Vinothen John

Personal information
- Full name: Vinothen John Bede Jeyarajasingham
- Born: 27 May 1960 (age 66) Colombo, Sri Lanka
- Batting: Right-handed
- Bowling: Right-arm medium-fast

International information
- National side: Sri Lanka (1975–1982);
- Test debut (cap 5): 4 March 1983 v New Zealand
- Last Test: 23 August 1984 v England
- ODI debut (cap 27): 12 September 1982 v India
- Last ODI: 30 October 1987 v England

Career statistics
| Competition | Test | ODI | FC | LA |
| Matches | 6 | 45 | 21 | 56 |
| Runs scored | 53 | 84 | 127 | 90 |
| Batting average | 10.59 | 9.33 | 9.07 | 9.00 |
| 100s/50s | 0/0 | 0/0 | 1/5 | 0/0 |
| Top score | 27* | 15 | 27* | 3* |
| Balls bowled | 1,281 | 2,311 | 3,603 | 2,827 |
| Wickets | 28 | 34 | 74 | 43 |
| Bowling average | 21.92 | 48.67 | 25.33 | 45.58 |
| 5 wickets in innings | 2 | 0 | 6 | 6 |
| 10 wickets in match | 0 | 0 | 0 | 0 |
| Best bowling | 5/60 | 3/28 | 6/58 | 3/22 |
| Catches/stumpings | 2/– | 5/– | 4/– | 6/– |
- Source: Cricinfo, 9 February 2016

= Vinothen John =

Sri Lankan cricketer (born 1960)

Vinothen Bede John (born 27 May 1960) is a former Sri Lankan cricketer who played in six Test matches and 45 One Day Internationals between 1982 and 1987.

==Domestic career==
After attending St Peter's College, Colombo, John played for the Nondescripts Cricket Club, Bloomfield Cricket and Athletic Club, Moratuwa Sports Club, Sinhalese Sports Club and continuously for over two decades in the Nationalised Services Cricket Tournament, representing the Ceylon Petroleum Corporation.

==International career==
John made his Test debut in Lancaster Park in New Zealand and had the scalps of Glenn Turner and Sir Richard Hadlee. The stocky right-arm seamer opened the bowling for Sri Lanka in the eighties in Tests and ODIs.

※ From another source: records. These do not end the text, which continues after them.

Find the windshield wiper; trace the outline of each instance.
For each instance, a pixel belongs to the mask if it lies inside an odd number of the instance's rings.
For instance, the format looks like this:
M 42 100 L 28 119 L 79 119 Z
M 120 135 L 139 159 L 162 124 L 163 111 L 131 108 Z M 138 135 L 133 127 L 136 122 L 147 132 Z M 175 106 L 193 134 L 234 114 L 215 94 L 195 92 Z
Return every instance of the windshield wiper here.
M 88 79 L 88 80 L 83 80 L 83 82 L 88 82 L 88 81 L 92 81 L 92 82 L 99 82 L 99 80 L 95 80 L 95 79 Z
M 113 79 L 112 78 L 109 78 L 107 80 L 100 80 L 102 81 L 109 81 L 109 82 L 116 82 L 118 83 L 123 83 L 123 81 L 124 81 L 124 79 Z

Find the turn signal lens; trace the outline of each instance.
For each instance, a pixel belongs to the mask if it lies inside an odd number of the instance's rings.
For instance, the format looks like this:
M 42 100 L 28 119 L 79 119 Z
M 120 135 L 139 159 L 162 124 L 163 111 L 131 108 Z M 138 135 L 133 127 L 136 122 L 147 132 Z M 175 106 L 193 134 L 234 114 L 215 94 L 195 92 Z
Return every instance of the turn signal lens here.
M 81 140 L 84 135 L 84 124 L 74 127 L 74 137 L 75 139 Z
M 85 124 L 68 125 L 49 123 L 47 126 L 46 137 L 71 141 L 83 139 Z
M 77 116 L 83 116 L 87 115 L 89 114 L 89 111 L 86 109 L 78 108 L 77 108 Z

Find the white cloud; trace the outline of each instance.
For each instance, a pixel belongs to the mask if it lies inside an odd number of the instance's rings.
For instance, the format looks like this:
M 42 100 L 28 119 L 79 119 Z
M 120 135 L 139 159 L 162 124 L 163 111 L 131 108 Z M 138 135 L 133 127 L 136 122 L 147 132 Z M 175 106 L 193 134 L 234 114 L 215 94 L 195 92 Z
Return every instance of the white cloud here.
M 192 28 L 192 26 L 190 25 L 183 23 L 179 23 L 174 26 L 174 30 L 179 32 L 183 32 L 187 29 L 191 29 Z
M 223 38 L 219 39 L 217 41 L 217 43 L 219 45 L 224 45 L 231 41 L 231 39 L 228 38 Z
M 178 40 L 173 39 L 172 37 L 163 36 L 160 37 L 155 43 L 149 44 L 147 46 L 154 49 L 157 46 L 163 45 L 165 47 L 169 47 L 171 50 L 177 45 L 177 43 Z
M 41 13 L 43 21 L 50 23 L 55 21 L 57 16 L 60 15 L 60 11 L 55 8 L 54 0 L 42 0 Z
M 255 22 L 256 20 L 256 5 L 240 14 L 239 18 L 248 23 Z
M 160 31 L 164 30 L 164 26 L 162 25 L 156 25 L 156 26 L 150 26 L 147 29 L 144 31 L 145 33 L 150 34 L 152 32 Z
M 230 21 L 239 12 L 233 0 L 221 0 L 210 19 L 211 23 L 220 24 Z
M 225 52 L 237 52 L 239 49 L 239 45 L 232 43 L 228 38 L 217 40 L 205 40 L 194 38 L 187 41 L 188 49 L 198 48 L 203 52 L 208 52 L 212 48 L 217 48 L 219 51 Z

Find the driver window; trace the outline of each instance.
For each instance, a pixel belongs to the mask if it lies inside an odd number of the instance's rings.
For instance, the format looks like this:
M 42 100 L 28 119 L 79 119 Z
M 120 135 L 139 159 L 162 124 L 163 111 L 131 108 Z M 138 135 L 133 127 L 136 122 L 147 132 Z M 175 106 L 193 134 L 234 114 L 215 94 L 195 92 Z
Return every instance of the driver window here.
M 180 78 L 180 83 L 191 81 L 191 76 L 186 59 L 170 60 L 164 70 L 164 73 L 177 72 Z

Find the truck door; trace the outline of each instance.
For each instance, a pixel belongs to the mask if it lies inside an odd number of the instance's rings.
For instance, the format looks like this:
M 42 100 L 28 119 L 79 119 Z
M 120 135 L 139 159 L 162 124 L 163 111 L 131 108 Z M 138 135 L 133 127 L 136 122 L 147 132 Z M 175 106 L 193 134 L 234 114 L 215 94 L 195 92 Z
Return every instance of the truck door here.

John's Test career ended in the famous Lord's Test against England where he captured four wickets for 98 runs. He played six Tests, claiming an impressive 28 wickets (average 21.92), and took 34 ODI wickets (48.67) in 45 matches before retiring after the 1987 Cricket World Cup.